Summarize by Aili

LeMeViT: Efficient Vision Transformer with Learnable Meta Tokens for Remote Sensing Image Interpretation

🌈 Abstract

The paper proposes a novel Vision Transformer architecture called LeMeViT that addresses the spatial redundancy in images, particularly in remote sensing images, by efficiently learning sparse meta tokens to represent dense image tokens. The key components are:

Learnable meta tokens that are initialized from image tokens via cross-attention and then updated through information exchange with image tokens via a novel Dual Cross-Attention (DCA) module.
DCA replaces the original self-attention mechanism, promoting information exchange between meta tokens and image tokens in a computationally efficient manner by reducing the complexity from quadratic to linear.
The hierarchical LeMeViT architecture employs DCA in the early stages and standard attention in the later stages for a better trade-off between efficiency and performance.

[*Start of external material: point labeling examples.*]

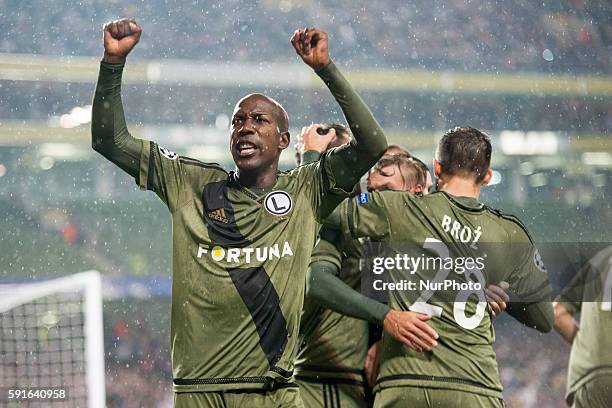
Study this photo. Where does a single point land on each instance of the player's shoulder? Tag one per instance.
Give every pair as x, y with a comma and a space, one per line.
198, 167
510, 222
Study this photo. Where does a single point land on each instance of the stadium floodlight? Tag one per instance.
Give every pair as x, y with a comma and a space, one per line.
51, 338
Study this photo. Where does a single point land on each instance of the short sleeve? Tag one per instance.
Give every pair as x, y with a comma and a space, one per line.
330, 242
320, 181
572, 294
367, 216
529, 279
161, 171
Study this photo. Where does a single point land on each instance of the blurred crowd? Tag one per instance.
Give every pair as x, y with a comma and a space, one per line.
533, 366
562, 36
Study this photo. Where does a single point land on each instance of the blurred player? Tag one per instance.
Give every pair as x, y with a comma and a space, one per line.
459, 368
241, 240
329, 366
589, 382
317, 139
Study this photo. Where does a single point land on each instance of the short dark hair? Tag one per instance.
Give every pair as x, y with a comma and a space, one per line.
411, 171
400, 151
465, 151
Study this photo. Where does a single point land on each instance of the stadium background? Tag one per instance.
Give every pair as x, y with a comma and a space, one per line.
536, 76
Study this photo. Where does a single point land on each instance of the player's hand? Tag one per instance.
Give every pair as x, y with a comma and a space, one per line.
372, 363
311, 45
497, 297
120, 36
312, 140
411, 329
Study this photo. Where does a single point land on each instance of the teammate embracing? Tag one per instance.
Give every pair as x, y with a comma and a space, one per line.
458, 368
330, 362
241, 240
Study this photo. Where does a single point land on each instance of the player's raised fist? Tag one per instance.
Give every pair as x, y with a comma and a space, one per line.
311, 45
120, 36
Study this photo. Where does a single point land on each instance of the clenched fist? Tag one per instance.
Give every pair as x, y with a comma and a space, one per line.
311, 45
120, 36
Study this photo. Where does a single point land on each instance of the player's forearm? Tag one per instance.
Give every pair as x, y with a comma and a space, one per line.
537, 315
109, 134
369, 142
324, 287
310, 156
565, 324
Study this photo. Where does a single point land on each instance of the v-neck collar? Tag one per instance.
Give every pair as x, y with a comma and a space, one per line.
254, 193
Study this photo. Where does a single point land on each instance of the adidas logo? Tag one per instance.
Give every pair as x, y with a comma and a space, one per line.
218, 215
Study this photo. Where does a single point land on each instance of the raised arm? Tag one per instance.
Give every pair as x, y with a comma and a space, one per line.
109, 134
349, 162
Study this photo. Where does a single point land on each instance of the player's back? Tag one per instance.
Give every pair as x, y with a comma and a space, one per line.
446, 246
590, 294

Experiments on image classification, remote sensing scene recognition, and various dense prediction tasks demonstrate that LeMeViT achieves competitive performance while enjoying significant computational efficiency compared to other efficient Vision Transformer models.

🙋 Q&A

[01] Learnable Meta Tokens and Dual Cross-Attention

1. What are the key components of the proposed LeMeViT architecture?

Learnable meta tokens that are initialized from image tokens via cross-attention and then updated through information exchange with image tokens
Dual Cross-Attention (DCA) module that promotes information exchange between meta tokens and image tokens in a computationally efficient manner by reducing the complexity from quadratic to linear

2. How does the DCA module work? The DCA module replaces the original self-attention mechanism. It employs a dual-branch structure where image tokens and meta tokens serve as query and key (value) tokens alternatively, significantly reducing the computational complexity compared to self-attention.

3. How is the LeMeViT architecture designed? LeMeViT follows a hierarchical structure, with DCA employed in the early stages and standard attention used in the later stages to achieve a better trade-off between efficiency and performance.

[02] Experiments and Results

1. What are the key findings from the experiments on image classification? Compared to other efficient Vision Transformer models, LeMeViT achieves the best trade-off between efficiency (throughput, parameter count, MACs) and performance (top-1 accuracy) on the ImageNet-1K benchmark.

2. How does LeMeViT perform on remote sensing tasks? LeMeViT demonstrates competitive performance and significant computational efficiency compared to Swin Transformer and ViTAE on remote sensing scene recognition, object detection, semantic segmentation, and change detection tasks.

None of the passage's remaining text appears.